Keempat anak itu hanya diam, tidak ada satupun dari mereka yang berbicara, justru membuat Taeyong merasa ganjil.

"Kalian kok gak bacot?"

"Hadehhhh...Bacot dimarahin, giliran diem disuruh bacot, jadi serba salah nih pangeran" seru Haechan yang masih asik mengemut permen kopiko ke tiganya.

"Lagian si Payong jemput kita subuh-subuh buta, liat pa, Renjun aja masih bisa lanjut molor!!" Jaemin menukas keras seraya menunjuk Renjun yang jiwanya sudah pergi ke alam mimpi.

"Ini tuh hari Minggu pa, hari keberuntungan kita biar nggak ketemu Payong"

"Maksudnya?!"

"Hehe, waktunya kita berbakti bantuin orang tua beres-beres rumah"

"Halah! Jam segini aja kalian masih molor, bangun-bangun paling cuman bengong sama menuntaskan hajat dikamar mandi" ucapan Taeyong tadi menimbulkan ekspresi tak percaya dari Haechan, Jeno, dan Jaemin.

Renjun bahkan masih anteng dengan mimpinya yang sedang makan bubur ayam.

"Bengong itu adalah kenikmatan paling hakiki Payong!"

"Pantesan kayak setan"

"Payong!"

"Jangan kebanyakan bengong—"

"Nanti kesambet?"

"Nanti keliatan dongonya"

"Setan!"

"Ngumpat aja kamu jago ya!"

"Adalah makhluk yang terkutuk—Cie kena prank—Aduh pa! Permen Kopiko kalau di lempar sakit loh pa!"

"Bangunin Renjun, kita udah mau nyampe"

"Kemana pa?" Jeno menatap bingung ke arah Taeyong, pasalnya walaupun Jeno mainnya lumayan jauh, ancang-ancang kalau dapet cewek dari luar kota bisa keliatan pinter pas dibawa main kesini, tapi untuk kali ini, ia tidak mengenali daerah yang dilalui Taeyong.

"Tukang Bubur"

•~~•

"Hamdallah rezeki anak ganteng, ternyata bukan mimpi doang"

"Mimpi?" Jeno mengernyitkan dahinya bingung.

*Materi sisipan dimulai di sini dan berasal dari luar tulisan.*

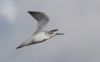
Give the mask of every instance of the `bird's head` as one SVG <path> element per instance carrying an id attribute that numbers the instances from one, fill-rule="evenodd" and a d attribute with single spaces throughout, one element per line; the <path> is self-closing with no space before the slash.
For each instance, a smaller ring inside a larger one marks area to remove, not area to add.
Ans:
<path id="1" fill-rule="evenodd" d="M 53 37 L 53 36 L 56 36 L 56 35 L 64 35 L 64 33 L 57 33 L 58 29 L 53 29 L 49 32 L 47 32 L 47 34 L 50 36 L 50 37 Z"/>

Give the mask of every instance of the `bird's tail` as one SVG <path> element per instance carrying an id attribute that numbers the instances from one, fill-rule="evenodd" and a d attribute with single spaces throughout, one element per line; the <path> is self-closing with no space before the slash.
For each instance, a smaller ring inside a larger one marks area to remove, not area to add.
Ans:
<path id="1" fill-rule="evenodd" d="M 23 45 L 20 45 L 20 46 L 18 46 L 16 49 L 19 49 L 19 48 L 22 48 L 22 47 L 24 47 Z"/>

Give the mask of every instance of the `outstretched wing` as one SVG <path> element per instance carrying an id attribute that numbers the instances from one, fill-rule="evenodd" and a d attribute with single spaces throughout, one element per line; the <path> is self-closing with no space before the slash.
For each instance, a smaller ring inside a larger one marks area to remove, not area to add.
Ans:
<path id="1" fill-rule="evenodd" d="M 43 12 L 37 12 L 37 11 L 28 11 L 28 13 L 35 18 L 38 23 L 37 23 L 37 30 L 34 34 L 40 32 L 43 27 L 48 23 L 49 17 L 44 14 Z"/>

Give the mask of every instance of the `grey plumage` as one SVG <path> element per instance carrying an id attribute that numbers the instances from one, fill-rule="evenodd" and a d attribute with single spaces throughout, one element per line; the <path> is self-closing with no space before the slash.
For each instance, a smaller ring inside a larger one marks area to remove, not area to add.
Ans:
<path id="1" fill-rule="evenodd" d="M 37 20 L 37 30 L 29 39 L 27 39 L 24 43 L 22 43 L 16 49 L 22 48 L 24 46 L 29 46 L 32 44 L 44 42 L 56 35 L 63 35 L 63 33 L 55 33 L 56 31 L 58 31 L 58 29 L 50 30 L 47 32 L 42 31 L 44 26 L 49 22 L 49 17 L 46 14 L 44 14 L 43 12 L 28 11 L 28 13 L 34 19 Z"/>
<path id="2" fill-rule="evenodd" d="M 43 12 L 28 11 L 28 13 L 38 21 L 37 30 L 34 34 L 40 32 L 43 27 L 49 22 L 49 17 Z"/>

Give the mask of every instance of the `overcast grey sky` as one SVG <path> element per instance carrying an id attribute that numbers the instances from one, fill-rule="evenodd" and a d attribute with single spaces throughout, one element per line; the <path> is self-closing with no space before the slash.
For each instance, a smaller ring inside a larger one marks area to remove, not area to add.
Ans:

"Tadi gue mimpi lagi makan bubur ayam"

"Serius?!?!" Jaemin yang sedari tadi hanya sibuk menyendokkan bubur ke mulutnya menjadi ribut sendiri dan dengan refleks menggebrakan meja, membuat sendok yang harusnya masuk ke dalam mulut Haechan malah menabrak hidungnya.

"Indra ke enam Lo kebuka apa gimana?!"

"Sehari aja, tolong, jangan tolol" ucap Taeyong sembari memainkan ponselnya.

"Payong nggak makan?"

"Kalian aja"

Sret...

Jaemin menggeserkan kursinya untuk mendekat ke arah Taeyong, dengan refleks tangannya menyendokan bubur yang ada di mangkuknya untuk di arahkan ke mulut Taeyong.

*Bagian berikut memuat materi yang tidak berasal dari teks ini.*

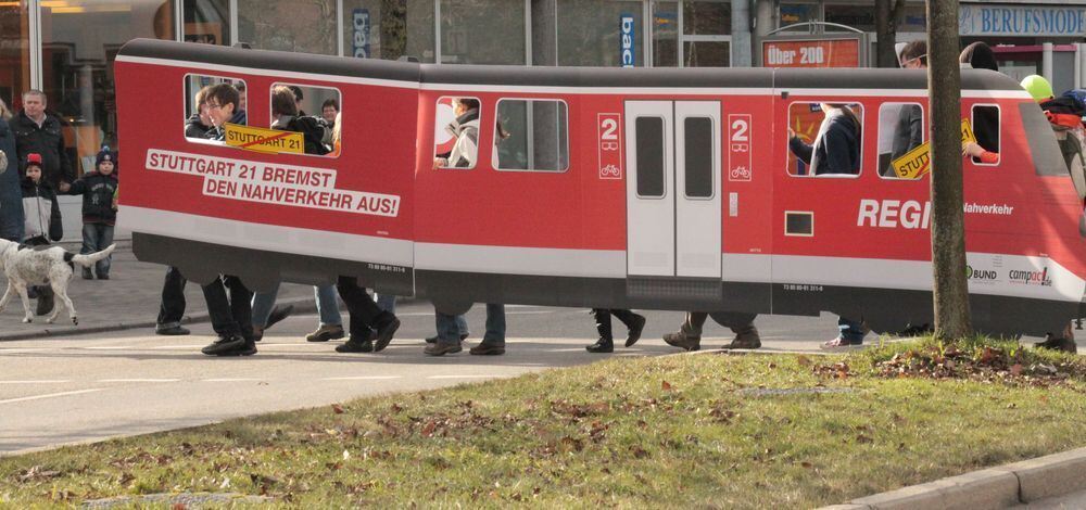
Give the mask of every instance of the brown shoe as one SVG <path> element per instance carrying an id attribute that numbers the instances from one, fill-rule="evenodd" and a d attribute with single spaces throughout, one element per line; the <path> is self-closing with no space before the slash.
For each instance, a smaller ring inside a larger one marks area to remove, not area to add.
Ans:
<path id="1" fill-rule="evenodd" d="M 468 349 L 468 353 L 476 356 L 501 356 L 505 354 L 505 345 L 481 342 L 479 345 Z"/>
<path id="2" fill-rule="evenodd" d="M 735 335 L 732 343 L 724 345 L 724 349 L 729 348 L 758 348 L 761 347 L 761 337 L 758 336 L 758 330 L 750 328 L 750 331 L 744 331 Z"/>
<path id="3" fill-rule="evenodd" d="M 687 352 L 699 350 L 702 348 L 700 336 L 689 335 L 682 331 L 664 335 L 664 341 L 667 342 L 668 345 L 679 347 Z"/>

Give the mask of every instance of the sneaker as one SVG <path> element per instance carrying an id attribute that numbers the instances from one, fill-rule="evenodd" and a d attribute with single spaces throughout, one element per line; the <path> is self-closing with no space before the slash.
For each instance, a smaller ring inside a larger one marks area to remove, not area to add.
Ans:
<path id="1" fill-rule="evenodd" d="M 831 340 L 831 341 L 822 344 L 820 347 L 823 350 L 834 350 L 834 349 L 842 349 L 842 348 L 848 348 L 848 347 L 857 347 L 857 346 L 860 346 L 860 345 L 863 345 L 863 341 L 862 340 L 859 341 L 859 342 L 850 342 L 850 341 L 847 341 L 847 340 L 845 340 L 845 339 L 843 339 L 841 336 L 837 336 L 836 339 L 833 339 L 833 340 Z"/>
<path id="2" fill-rule="evenodd" d="M 377 337 L 374 340 L 374 352 L 380 353 L 384 350 L 384 347 L 389 346 L 389 342 L 392 342 L 392 335 L 396 333 L 400 329 L 400 319 L 392 317 L 389 323 L 377 328 Z"/>
<path id="3" fill-rule="evenodd" d="M 268 321 L 266 324 L 264 324 L 264 329 L 266 330 L 275 326 L 276 322 L 279 322 L 282 319 L 290 317 L 290 314 L 292 314 L 293 311 L 294 311 L 294 305 L 286 305 L 286 306 L 276 305 L 275 308 L 272 308 L 272 313 L 268 314 Z"/>
<path id="4" fill-rule="evenodd" d="M 460 335 L 460 342 L 464 342 L 465 340 L 468 340 L 467 333 L 464 333 L 464 334 Z M 428 344 L 435 344 L 435 343 L 438 343 L 438 335 L 427 336 L 426 337 L 426 343 L 428 343 Z"/>
<path id="5" fill-rule="evenodd" d="M 585 345 L 584 350 L 588 350 L 590 353 L 603 353 L 603 354 L 614 353 L 615 342 L 613 342 L 609 339 L 601 337 L 599 340 L 596 341 L 596 343 L 592 345 Z"/>
<path id="6" fill-rule="evenodd" d="M 178 336 L 182 334 L 189 334 L 189 330 L 181 328 L 181 324 L 155 324 L 154 334 L 162 334 L 166 336 Z"/>
<path id="7" fill-rule="evenodd" d="M 468 349 L 468 353 L 476 356 L 501 356 L 505 354 L 505 344 L 480 342 L 479 345 Z"/>
<path id="8" fill-rule="evenodd" d="M 336 346 L 337 353 L 372 353 L 374 352 L 374 341 L 366 339 L 358 341 L 354 336 L 348 339 L 346 342 Z"/>
<path id="9" fill-rule="evenodd" d="M 46 315 L 53 311 L 53 295 L 38 293 L 38 308 L 35 310 L 37 315 Z"/>
<path id="10" fill-rule="evenodd" d="M 458 342 L 455 344 L 437 342 L 432 345 L 427 345 L 426 348 L 422 349 L 422 352 L 429 356 L 444 356 L 446 354 L 459 353 L 463 349 L 464 347 L 460 347 L 460 344 Z"/>
<path id="11" fill-rule="evenodd" d="M 207 356 L 237 356 L 241 354 L 244 346 L 245 339 L 242 339 L 240 335 L 226 334 L 219 335 L 218 339 L 200 349 L 200 352 Z"/>
<path id="12" fill-rule="evenodd" d="M 633 315 L 633 324 L 630 326 L 630 332 L 626 337 L 626 346 L 632 347 L 633 344 L 641 340 L 641 332 L 645 330 L 645 316 Z M 598 343 L 598 342 L 597 342 Z M 592 350 L 590 350 L 591 353 Z M 610 350 L 608 350 L 610 353 Z"/>
<path id="13" fill-rule="evenodd" d="M 735 335 L 732 343 L 724 345 L 723 349 L 730 348 L 758 348 L 761 347 L 761 337 L 758 336 L 758 330 L 752 329 L 752 331 L 745 331 Z"/>
<path id="14" fill-rule="evenodd" d="M 317 328 L 314 331 L 305 335 L 306 342 L 328 342 L 329 340 L 339 340 L 344 336 L 343 324 L 325 324 Z"/>
<path id="15" fill-rule="evenodd" d="M 672 347 L 679 347 L 686 352 L 699 350 L 702 348 L 702 337 L 687 335 L 682 331 L 664 335 L 664 342 Z"/>

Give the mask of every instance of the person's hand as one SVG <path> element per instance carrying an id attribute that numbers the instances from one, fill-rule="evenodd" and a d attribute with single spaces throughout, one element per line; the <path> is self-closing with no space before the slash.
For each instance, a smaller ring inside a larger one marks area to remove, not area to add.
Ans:
<path id="1" fill-rule="evenodd" d="M 984 154 L 984 148 L 977 145 L 976 142 L 965 142 L 961 144 L 961 155 L 981 157 Z"/>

Fokus Taeyong segera teralihkan ketika melihat tangan Jaemin tepat ada di depan wajahnya.

"Payong mau saya suapin?"

Dengan segera Taeyong membelalakkan matanya kemudian menatap garang ke arah Jaemin, membuat anak itu dengan segera mengubah ekspresi polosnya menjadi ekspresi ketakutan.

"AMPUN PA! SAYA GAK MAKSUD GITU!"

Taeyong hanya memutar bola matanya jengah.

"Tapi pa, Payong bawa kita buat sarapan, sedangkan sendirinya nggak makan"

"Denger, kalian makan aja ok, saya nggak terbiasa buat sarapan pagi"

"Pa—"

"Ma.kan.!"

Nyali Jaemin seketika menciut, lalu dengan segera melanjutkan aktivitasnya untuk menghabiskan sarapan paginya tersebut.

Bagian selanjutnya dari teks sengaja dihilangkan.